The same situation obtained for the incident of the following Saturday night, or rather Sunday a.m. Arnold and Grace had been to a dance and returned about midnight. After both had retired to their rooms, Grace began to wonder if she had turned off the radio in the car. She went outside to the garage again to check, finding she had switched it off, after all. But as she reached the front door again, a heavy earthenware flowerpot which usually adorned a shelf immediately inside the upper hall window, had sailed past her head and burst on the ground a few feet away.

“How come you went clear around the house to get in, instead of using the back door?” Day asked.

“Oh, we never use the back door,” Grace explained. “That’s Maggie’s and Kate’s. And the side door Maggie locks at night and keeps the key.”

“Who are Maggie and Kate?” the inspector asked wearily.

“Our combination housekeeper-cook and the maid. The three male servants have rooms over the garage, you see, but Maggie and Kate each have a room off the kitchen. Kate’s only been here about six months, but Maggie was Daddy’s housekeeper even in the old house downtown, since right after I was born. She sort of regards the back of the house as hers, and gets mad if anyone uses the kitchen door without her permission.”

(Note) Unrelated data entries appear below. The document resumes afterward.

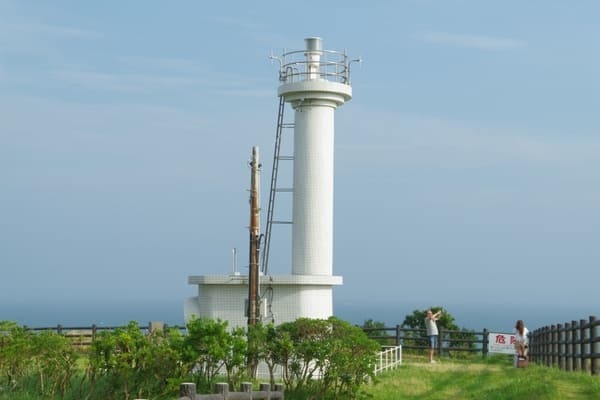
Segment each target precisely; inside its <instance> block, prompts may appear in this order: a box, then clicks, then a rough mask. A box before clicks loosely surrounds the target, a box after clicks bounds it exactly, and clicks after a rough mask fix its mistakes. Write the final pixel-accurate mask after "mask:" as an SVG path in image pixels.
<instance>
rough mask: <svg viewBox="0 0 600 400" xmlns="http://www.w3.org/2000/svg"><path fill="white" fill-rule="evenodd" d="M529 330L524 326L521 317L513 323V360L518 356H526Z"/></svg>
mask: <svg viewBox="0 0 600 400" xmlns="http://www.w3.org/2000/svg"><path fill="white" fill-rule="evenodd" d="M528 334H529V330H528V329H527V328H526V327H525V323H524V322H523V320H522V319H520V320H518V321H517V323H516V324H515V350H516V355H515V362H516V360H517V359H518V358H519V357H522V358H527V349H528V347H529V338H528V337H527V335H528Z"/></svg>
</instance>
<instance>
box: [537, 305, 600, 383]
mask: <svg viewBox="0 0 600 400" xmlns="http://www.w3.org/2000/svg"><path fill="white" fill-rule="evenodd" d="M599 326H600V320H598V319H597V318H596V317H595V316H591V317H589V319H587V320H585V319H581V320H579V321H575V320H573V321H571V322H566V323H564V324H557V325H550V326H545V327H543V328H539V329H536V330H535V331H533V332H530V334H529V340H530V345H529V359H530V360H531V361H533V362H536V363H539V364H544V365H547V366H554V367H558V368H560V369H562V370H565V371H584V372H589V373H591V374H592V375H600V364H599V362H598V359H599V358H600V329H599V328H598V327H599Z"/></svg>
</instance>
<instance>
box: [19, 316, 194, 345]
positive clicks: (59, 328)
mask: <svg viewBox="0 0 600 400" xmlns="http://www.w3.org/2000/svg"><path fill="white" fill-rule="evenodd" d="M25 328H26V329H28V330H30V331H32V332H37V333H40V332H44V331H52V332H55V333H57V334H59V335H64V336H65V337H67V338H69V339H71V342H72V343H73V345H74V346H75V347H78V348H85V347H87V346H89V345H91V344H92V340H93V339H94V337H95V336H96V335H97V334H98V333H99V332H102V331H109V332H110V331H114V330H116V329H122V328H124V326H104V325H96V324H93V325H92V326H68V327H67V326H62V325H61V324H58V325H56V326H51V327H42V328H30V327H27V326H25ZM174 328H176V329H180V330H182V331H183V332H185V328H181V327H179V326H174ZM140 329H141V331H142V332H143V333H144V334H150V333H152V332H153V331H156V330H163V329H164V330H166V329H169V326H168V325H167V324H163V323H162V322H148V325H146V326H140Z"/></svg>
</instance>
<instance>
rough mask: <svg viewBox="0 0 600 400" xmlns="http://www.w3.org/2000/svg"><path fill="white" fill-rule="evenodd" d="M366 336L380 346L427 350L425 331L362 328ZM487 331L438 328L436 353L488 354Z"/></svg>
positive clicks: (423, 329)
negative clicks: (468, 330) (375, 340)
mask: <svg viewBox="0 0 600 400" xmlns="http://www.w3.org/2000/svg"><path fill="white" fill-rule="evenodd" d="M363 330H364V331H365V333H366V334H367V336H368V337H369V338H371V339H373V340H377V341H378V342H379V343H381V344H382V345H390V346H392V345H393V346H402V349H404V350H426V349H428V348H429V345H428V341H427V333H426V330H425V329H415V328H402V327H401V326H400V325H396V326H395V327H383V328H363ZM488 333H489V331H488V330H487V329H484V330H483V331H482V332H471V331H454V330H447V329H443V328H440V329H439V336H438V343H437V349H436V351H437V353H438V354H448V355H451V354H452V353H454V352H469V353H482V354H483V355H485V354H487V353H488Z"/></svg>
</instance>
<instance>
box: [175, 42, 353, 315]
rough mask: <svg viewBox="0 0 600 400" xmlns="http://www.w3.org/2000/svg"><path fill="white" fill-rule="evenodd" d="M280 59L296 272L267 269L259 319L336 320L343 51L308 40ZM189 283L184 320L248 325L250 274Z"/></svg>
mask: <svg viewBox="0 0 600 400" xmlns="http://www.w3.org/2000/svg"><path fill="white" fill-rule="evenodd" d="M279 61H280V71H279V80H280V82H281V85H280V86H279V88H278V95H279V96H280V98H281V99H283V100H284V101H285V102H286V103H289V104H290V105H291V107H292V108H293V110H294V154H293V160H294V167H293V171H294V172H293V206H292V209H293V211H292V221H291V222H292V255H291V275H269V274H268V272H267V271H266V270H265V271H263V272H264V274H265V275H262V276H261V277H260V283H259V286H260V293H261V294H263V295H261V301H260V302H261V307H260V310H261V311H260V314H261V315H260V317H261V319H262V320H266V321H273V322H275V323H276V324H279V323H283V322H288V321H293V320H295V319H297V318H300V317H306V318H328V317H330V316H332V315H333V286H335V285H341V284H342V277H341V276H334V275H333V234H334V233H333V177H334V173H333V166H334V157H333V155H334V132H335V129H334V116H335V110H336V109H337V107H339V106H341V105H343V104H344V103H345V102H347V101H349V100H350V99H351V98H352V87H351V86H350V70H349V61H348V58H347V56H346V54H345V53H341V52H337V51H331V50H324V49H323V41H322V39H321V38H318V37H310V38H307V39H305V49H304V50H298V51H291V52H287V53H284V54H283V55H282V56H281V58H279ZM281 104H282V105H283V102H282V103H281ZM281 110H282V109H280V113H281V112H282V111H281ZM280 117H281V115H280ZM188 282H189V283H190V284H195V285H198V291H199V294H198V296H197V297H193V298H190V299H188V300H187V301H186V303H185V312H184V313H185V319H186V321H187V320H188V319H189V318H190V317H191V315H193V314H195V315H197V316H205V317H209V318H220V319H223V320H228V321H230V325H233V326H243V325H245V324H246V318H245V314H244V311H245V310H246V309H245V304H248V290H247V287H248V276H247V275H240V274H235V275H228V276H219V275H211V276H190V277H189V278H188Z"/></svg>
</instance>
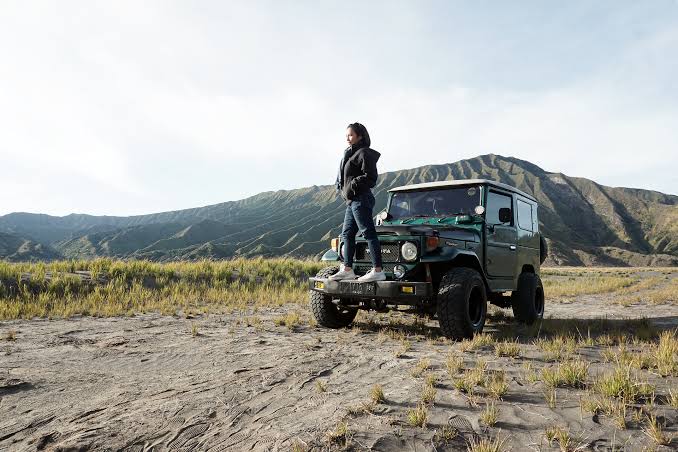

“I see. And the same guests were here as the week before?”

“Yes, sir.”

“All right,” Day said. “How about the third incident?”

This, it developed, left the suspects as numerous as before, which seemed to indicate the would-be killer deliberately planned his attempts at times when everyone could share equal suspicion. The previous Sunday afternoon Grace and Arnold had been playing tennis while Ann, the now deceased Don, Dr. Lawson, Abigail Stoltz, Gerald Cushing, and Jonathan Mannering sat around a lawn table at the edge of the swimming-pool sipping drinks and watching the game. Edmund, the Negro houseboy, had been bringing drinks for the group from the house, and Grace had called to him to bring her some iced milk.

According to Edmund’s later explanation to Dr. Lawson, he had passed on the request to Kate while he mixed at the bar the other drinks ordered. The milk was poured by Maggie, delivered by Kate to Edmund, who carried it out to the lawn table and set it down.